Some area restaurants make effort to use local foods


PLATTSBURGH — Some restaurants in the area opt for locally grown and raised food for their menus because they see any extra effort and cost as an investment that pays off in the long run. 


Matt Ray and his wife, Jess, co-own Livingoods, a downtown Plattsburgh restaurant. Matt Ray has a hard time seeing why they wouldn’t use locally sourced food, especially in harvest season. 

“Philosophically it just makes sense to me. Why buy a product that has to be shipped from far away?” he said. “It’s important for the environment and for the local economy.” 

Although more expensive, the food is a higher quality and lasts a lot longer in the cooler, he said.

He sources food from Quarry Garden Vegetable and Art Farm in Chazy when it’s available. Ray also walks to a vegetable stand near his house when fruits and vegetables are plentiful, but he needs a much larger quantity than the average farmers market customer. 


“That has been my challenge … finding farmers that can meet my demand,” Ray said. “Not just what I need, but when I need it.”

Because of Livingoods’ demand, he searched for years for a local beef supplier that could meet his needs. In August, he found Kilcoyne Farms in Brasher Falls. He pays the difference in price out of pocket and hasn’t changed the burger prices on the menu, although he did raise the price for Burger and Beer Night from $10 to $11.

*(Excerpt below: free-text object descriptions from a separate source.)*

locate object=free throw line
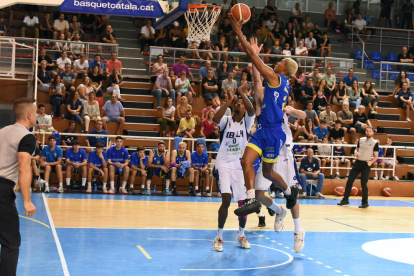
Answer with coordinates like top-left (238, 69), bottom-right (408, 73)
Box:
top-left (137, 246), bottom-right (152, 259)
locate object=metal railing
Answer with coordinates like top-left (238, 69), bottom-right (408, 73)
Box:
top-left (350, 27), bottom-right (367, 69)
top-left (379, 61), bottom-right (414, 90)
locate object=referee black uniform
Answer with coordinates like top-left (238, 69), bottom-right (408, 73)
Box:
top-left (338, 128), bottom-right (379, 208)
top-left (0, 119), bottom-right (37, 274)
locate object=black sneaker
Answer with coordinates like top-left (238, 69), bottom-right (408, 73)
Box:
top-left (189, 190), bottom-right (196, 196)
top-left (359, 203), bottom-right (369, 208)
top-left (81, 186), bottom-right (86, 193)
top-left (285, 185), bottom-right (299, 209)
top-left (128, 188), bottom-right (135, 195)
top-left (50, 111), bottom-right (54, 118)
top-left (267, 207), bottom-right (275, 216)
top-left (172, 189), bottom-right (178, 196)
top-left (66, 186), bottom-right (72, 193)
top-left (234, 198), bottom-right (262, 216)
top-left (258, 216), bottom-right (266, 227)
top-left (140, 188), bottom-right (145, 195)
top-left (337, 199), bottom-right (350, 206)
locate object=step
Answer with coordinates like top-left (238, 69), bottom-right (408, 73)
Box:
top-left (392, 141), bottom-right (414, 148)
top-left (124, 130), bottom-right (160, 137)
top-left (369, 113), bottom-right (400, 121)
top-left (123, 77), bottom-right (151, 83)
top-left (121, 88), bottom-right (151, 96)
top-left (124, 123), bottom-right (160, 131)
top-left (371, 119), bottom-right (414, 129)
top-left (122, 101), bottom-right (153, 109)
top-left (122, 81), bottom-right (151, 89)
top-left (375, 107), bottom-right (402, 115)
top-left (124, 109), bottom-right (160, 116)
top-left (377, 127), bottom-right (411, 135)
top-left (122, 94), bottom-right (154, 102)
top-left (397, 156), bottom-right (414, 165)
top-left (396, 149), bottom-right (414, 156)
top-left (378, 101), bottom-right (391, 108)
top-left (125, 115), bottom-right (157, 124)
top-left (388, 134), bottom-right (414, 142)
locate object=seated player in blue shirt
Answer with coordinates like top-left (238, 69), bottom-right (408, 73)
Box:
top-left (191, 142), bottom-right (210, 196)
top-left (372, 141), bottom-right (385, 180)
top-left (293, 136), bottom-right (307, 162)
top-left (107, 136), bottom-right (129, 194)
top-left (170, 142), bottom-right (195, 196)
top-left (314, 120), bottom-right (328, 142)
top-left (129, 146), bottom-right (148, 195)
top-left (332, 138), bottom-right (351, 179)
top-left (40, 135), bottom-right (63, 193)
top-left (87, 142), bottom-right (108, 193)
top-left (147, 142), bottom-right (171, 195)
top-left (65, 140), bottom-right (87, 193)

Customers welcomed the price change because they were glad that Livingoods had made the decision to use local and pasture-raised beef. 

“I made a mention on Facebook,” Ray said. “Customers said they’d gladly pay more.”

However, the food at Livingoods is far from being 100 percent local. During the winter, the Rays receive products from a distributor in Florida. Customers often ask if Livingoods uses food grown locally, but during the winter they can’t expect the tomatoes on their salad to be from here, he said. 

“But when it’s harvest time it would be foolish not to buy from local farmers,” Ray said. “If you’re in this business and you like cooking, how could you not be inclined to use local food?” 


Michelle Kelley, who owns The Pepper, a Mexican restaurant in downtown Plattsburgh, feels the same way. 

“It’s good to support the community,” she said. “And it just tastes better.”

From April until October, Kelley buys some of her produce, mostly various greens, cilantro and other vegetables, from Fledging Crow Vegetables in Keeseville. She was introduced to the idea and to the owners of Fledging Crow by a chef at The Pepper.

Kelley said she and others working at the restaurant advocate for local food, although it is more expensive. 

“During the summer, I take the loss, but it’s a much better product,” she said.

Kelley also recently began buying her chorizo sausage, a meat popular in Mexican dishes, from D & D Meats in West Chazy. The price is comparable to what she was paying a non-local supplier, Kelley said. 

She incorporates the local food into the menu and into specials. 

“People definitely notice the difference in the product,” Kelley said.


The Eat ‘n Meet Grill and Larder in Saranac Lake has a different way of doing business. John Vargo, the owner and sole chef of the quaint eatery, focuses on sustainability. He tries to do more with less by reducing operating costs in order to keep fresh and local food affordable for customers. 

Vargo changes his menu daily based on what local food is available. 

“Farmers come in the front door and bring in their stuff,” he said. “The customers can see what they’re getting.” 

Customers can’t miss the products that Vargo uses, as the seating area doubles as the pantry, and the kitchen is visible over the counter. 

“I’ve been using local food since day one. For me, it’s a given,” Vargo said. “The No. 1 reason why I use local stuff is because it’s in season.”

Instead of tomato on a burger in the winter, Vargo said he will use roasted red pepper. In the summer, when he can get cucumbers cheaply, he’ll can them so he doesn’t pay for overpriced pickles come winter. 

“It’s all about the relationship between me, my customers and my suppliers,” Vargo said. 

“It’s a different way of thinking, and it’s serving us well.”